Sabía que Sapor se había vuelto a Ctesifonte, después de despedir a los sátrapas; pero mantenía guarnecida y como frontera sustancial la línea del medio y del bajo Eufrates. Por mis informaciones tenía conocimiento de que la guerra había quebrantado a los persas, que sintieron un inmenso alivio con la retirada de nuestras tropas; porque habían tenido que desarrollar la lucha en dos frentes: en Oriente, con los nómadas de las estepas, y en Occidente, con el imperio romano. En este momento, se disponían a celebrar el fin de la guerra que, naturalmente, habían considerado una singular victoria.

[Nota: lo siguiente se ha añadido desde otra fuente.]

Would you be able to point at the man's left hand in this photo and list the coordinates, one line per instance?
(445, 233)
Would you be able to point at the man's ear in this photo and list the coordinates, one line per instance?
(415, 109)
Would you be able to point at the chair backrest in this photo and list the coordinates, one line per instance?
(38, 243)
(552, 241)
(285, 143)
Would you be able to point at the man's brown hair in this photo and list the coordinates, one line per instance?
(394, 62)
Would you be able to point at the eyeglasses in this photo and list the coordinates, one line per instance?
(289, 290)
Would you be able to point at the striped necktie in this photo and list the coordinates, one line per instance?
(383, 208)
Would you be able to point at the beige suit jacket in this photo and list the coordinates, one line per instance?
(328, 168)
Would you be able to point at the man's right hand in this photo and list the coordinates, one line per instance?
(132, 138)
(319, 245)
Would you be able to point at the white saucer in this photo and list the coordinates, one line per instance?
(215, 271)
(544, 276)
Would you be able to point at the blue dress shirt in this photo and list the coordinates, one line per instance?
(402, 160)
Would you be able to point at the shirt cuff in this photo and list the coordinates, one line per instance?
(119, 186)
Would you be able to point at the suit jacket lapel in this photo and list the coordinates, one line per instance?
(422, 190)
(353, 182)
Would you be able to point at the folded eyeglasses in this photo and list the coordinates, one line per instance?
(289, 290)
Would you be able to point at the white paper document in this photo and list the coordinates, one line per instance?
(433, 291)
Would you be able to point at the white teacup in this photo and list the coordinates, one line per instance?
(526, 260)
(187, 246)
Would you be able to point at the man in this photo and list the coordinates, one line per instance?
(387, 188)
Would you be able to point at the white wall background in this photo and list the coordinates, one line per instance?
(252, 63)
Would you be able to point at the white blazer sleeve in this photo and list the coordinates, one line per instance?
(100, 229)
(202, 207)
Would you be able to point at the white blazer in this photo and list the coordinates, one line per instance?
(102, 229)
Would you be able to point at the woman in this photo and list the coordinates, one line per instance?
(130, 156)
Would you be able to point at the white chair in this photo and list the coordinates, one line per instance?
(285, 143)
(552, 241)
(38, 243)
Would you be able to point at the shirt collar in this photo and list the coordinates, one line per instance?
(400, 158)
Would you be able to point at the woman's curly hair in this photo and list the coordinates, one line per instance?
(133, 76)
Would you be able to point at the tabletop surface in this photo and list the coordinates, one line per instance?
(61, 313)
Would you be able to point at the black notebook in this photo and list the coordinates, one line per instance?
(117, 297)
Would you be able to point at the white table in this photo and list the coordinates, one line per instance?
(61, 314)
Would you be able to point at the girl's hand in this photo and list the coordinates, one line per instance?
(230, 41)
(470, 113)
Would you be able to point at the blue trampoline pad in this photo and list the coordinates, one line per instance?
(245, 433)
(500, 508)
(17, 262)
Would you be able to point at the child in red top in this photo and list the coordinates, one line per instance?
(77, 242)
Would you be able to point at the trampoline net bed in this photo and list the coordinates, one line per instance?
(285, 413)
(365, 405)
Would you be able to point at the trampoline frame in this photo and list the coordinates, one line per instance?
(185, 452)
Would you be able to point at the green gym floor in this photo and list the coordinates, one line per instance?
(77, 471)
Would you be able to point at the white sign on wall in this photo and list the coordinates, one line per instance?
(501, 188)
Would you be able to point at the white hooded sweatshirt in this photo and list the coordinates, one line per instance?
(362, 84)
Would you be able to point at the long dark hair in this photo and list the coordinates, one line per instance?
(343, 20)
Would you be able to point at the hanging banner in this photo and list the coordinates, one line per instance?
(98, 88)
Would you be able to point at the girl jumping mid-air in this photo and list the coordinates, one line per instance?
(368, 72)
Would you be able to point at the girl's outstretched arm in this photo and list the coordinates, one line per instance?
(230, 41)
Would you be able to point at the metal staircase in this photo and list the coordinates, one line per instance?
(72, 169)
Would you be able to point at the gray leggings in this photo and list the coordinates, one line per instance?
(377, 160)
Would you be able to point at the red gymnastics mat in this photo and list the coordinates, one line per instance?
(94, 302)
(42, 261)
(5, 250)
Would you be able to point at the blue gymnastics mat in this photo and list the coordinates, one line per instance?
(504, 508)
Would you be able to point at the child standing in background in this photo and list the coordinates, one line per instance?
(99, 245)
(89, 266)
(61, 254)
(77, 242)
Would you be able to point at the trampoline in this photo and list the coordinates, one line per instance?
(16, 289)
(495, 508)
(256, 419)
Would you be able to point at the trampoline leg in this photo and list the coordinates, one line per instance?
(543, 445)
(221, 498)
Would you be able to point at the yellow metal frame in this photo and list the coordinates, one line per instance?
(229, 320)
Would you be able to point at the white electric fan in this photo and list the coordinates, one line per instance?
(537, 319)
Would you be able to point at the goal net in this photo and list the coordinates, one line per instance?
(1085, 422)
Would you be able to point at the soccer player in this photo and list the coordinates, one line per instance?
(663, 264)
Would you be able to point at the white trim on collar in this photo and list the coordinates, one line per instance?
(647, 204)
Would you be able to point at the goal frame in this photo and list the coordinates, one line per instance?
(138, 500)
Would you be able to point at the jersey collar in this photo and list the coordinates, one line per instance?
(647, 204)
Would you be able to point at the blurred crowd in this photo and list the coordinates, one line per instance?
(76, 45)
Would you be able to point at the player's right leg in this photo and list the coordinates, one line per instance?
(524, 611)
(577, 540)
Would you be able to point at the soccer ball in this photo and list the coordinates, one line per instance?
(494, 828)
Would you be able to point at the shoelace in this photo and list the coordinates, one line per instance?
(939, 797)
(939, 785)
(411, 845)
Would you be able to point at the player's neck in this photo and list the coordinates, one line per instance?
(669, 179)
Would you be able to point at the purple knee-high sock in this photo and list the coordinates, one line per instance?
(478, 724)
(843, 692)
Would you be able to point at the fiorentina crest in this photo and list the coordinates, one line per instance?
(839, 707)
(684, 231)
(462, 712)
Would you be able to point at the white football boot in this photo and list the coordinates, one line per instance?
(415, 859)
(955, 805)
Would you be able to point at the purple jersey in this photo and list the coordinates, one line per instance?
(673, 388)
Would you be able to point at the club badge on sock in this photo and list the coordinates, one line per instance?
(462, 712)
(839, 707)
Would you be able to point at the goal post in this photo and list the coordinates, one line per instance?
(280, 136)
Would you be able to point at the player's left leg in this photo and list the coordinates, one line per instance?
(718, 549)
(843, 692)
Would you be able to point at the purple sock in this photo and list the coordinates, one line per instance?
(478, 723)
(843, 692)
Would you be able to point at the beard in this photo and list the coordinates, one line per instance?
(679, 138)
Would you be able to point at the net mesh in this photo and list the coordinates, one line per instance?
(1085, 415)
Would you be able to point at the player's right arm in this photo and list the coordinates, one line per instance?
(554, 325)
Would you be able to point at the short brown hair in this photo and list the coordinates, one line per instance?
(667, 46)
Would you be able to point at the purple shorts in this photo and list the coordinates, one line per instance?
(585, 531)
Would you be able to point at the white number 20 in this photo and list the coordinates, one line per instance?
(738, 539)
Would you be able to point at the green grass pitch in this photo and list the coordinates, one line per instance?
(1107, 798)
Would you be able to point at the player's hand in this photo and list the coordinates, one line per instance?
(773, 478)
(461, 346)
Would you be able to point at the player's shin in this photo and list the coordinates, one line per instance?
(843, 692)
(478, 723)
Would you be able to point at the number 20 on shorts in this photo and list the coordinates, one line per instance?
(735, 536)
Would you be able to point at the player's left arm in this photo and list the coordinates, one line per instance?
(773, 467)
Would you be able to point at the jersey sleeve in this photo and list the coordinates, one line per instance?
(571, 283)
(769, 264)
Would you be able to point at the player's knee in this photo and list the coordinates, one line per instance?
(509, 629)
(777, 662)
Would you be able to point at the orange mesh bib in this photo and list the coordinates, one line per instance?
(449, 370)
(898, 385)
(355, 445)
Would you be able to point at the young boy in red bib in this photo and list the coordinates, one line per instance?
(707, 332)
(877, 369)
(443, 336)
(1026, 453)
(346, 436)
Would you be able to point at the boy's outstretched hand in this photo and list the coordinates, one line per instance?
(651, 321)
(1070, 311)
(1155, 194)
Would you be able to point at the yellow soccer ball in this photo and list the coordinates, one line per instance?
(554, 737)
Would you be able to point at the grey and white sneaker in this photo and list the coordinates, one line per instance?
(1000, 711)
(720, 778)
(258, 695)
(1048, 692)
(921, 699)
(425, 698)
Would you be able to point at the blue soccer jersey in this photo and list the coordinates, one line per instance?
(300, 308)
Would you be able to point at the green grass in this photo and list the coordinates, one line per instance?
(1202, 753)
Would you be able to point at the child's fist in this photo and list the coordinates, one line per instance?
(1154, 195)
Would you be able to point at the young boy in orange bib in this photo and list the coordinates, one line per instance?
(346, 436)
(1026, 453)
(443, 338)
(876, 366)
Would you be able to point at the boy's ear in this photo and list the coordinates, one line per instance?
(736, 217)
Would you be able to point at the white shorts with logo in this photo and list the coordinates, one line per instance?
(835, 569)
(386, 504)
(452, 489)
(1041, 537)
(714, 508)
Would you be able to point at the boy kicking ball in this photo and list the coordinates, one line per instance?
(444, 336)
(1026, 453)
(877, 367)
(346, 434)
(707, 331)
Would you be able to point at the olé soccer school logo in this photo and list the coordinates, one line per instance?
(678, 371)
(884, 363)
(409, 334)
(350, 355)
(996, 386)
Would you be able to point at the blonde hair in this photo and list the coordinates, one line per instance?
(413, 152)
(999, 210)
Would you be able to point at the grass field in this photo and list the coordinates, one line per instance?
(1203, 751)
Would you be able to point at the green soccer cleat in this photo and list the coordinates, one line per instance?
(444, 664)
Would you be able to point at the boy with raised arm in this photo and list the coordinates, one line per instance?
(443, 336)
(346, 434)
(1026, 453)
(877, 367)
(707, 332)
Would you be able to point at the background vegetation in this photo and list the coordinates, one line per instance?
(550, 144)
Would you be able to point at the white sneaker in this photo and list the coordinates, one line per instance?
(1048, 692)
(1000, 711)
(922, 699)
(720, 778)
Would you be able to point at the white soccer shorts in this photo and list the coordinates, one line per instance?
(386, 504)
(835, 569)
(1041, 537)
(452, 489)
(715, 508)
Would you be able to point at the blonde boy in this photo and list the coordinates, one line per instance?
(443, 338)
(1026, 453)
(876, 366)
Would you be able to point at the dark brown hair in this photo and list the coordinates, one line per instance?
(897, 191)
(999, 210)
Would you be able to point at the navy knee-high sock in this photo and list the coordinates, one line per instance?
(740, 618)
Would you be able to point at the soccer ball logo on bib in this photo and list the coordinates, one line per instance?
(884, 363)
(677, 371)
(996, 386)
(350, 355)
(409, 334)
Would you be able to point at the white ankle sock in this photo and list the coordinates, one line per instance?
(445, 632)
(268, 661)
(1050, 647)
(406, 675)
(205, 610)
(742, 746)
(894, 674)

Aunque el camino habría sido más cómodo por el sur, lo deseché porque Palmira controlaba ahora esa ruta y, como embajador de Filipo que era, a buen seguro que me habrían crucificado nada más poner los pies en sus dominios. Aun así, emprendí la ruta septentrional con miedo, aunque llevaba toda clase de salvoconductos y declaraciones de buenas intenciones en documentos redactados en persa, medio, parto y griego.

La gran carretera partía de Sardes y cruzaba Lidia y Frigia, para entrar en Capadocia y, después, en Cilicia. Nosotros teníamos que tomarla a la altura de Metilene, en el trecho armenio que se consideraba peligroso, por la necesidad de vadear cuatro ríos: el Tigris alto, los dos Zap (Mayor y Menor) y el Diyala. Después de este último trayecto se llegaba finalmente a la ciudad de Susa, que era la puerta de acceso a la Pérsida, tras haber atravesado diferentes paisajes y vegetaciones.

Las tierras altas eran muy duras, como los trayectos, peñascosos y escarpados, donde soplaban los helados vientos otoñales, bajo el dominio de las siluetas de los armenios, que nos contemplaban desde lo alto de los despeñaderos como una amenaza damoclina cerniéndose sobre nuestras cabezas. Pero ignoraron nuestro paso y no dejaron caer ni una de sus temidas rocas. Supongo que su señor persa les había ordenado que respetaran la única vía comercial que les abría paso ahora al Occidente.

Nos juntamos con algunas caravanas que llegaban desde el oeste y con rebaños de ganado extenuado a causa del desplazamiento. Al cruzar las aldeas de las montañas, observé lo delgados que estaban los campesinos y con cuánto rencor nos miraban. Para ellos, persas, partos o romanos eran lo mismo: guerra, malas cosechas, saqueo y hambre. Eran unos campos demasiado pobres y de ellos se habían servido ya muchos ejércitos. Sin embargo, se inclinaban reverentemente a nuestro paso. Para ellos una comitiva con carros y soldados representaba a un señor de la guerra; era algo que llevaban en la sangre desde hacía mil años.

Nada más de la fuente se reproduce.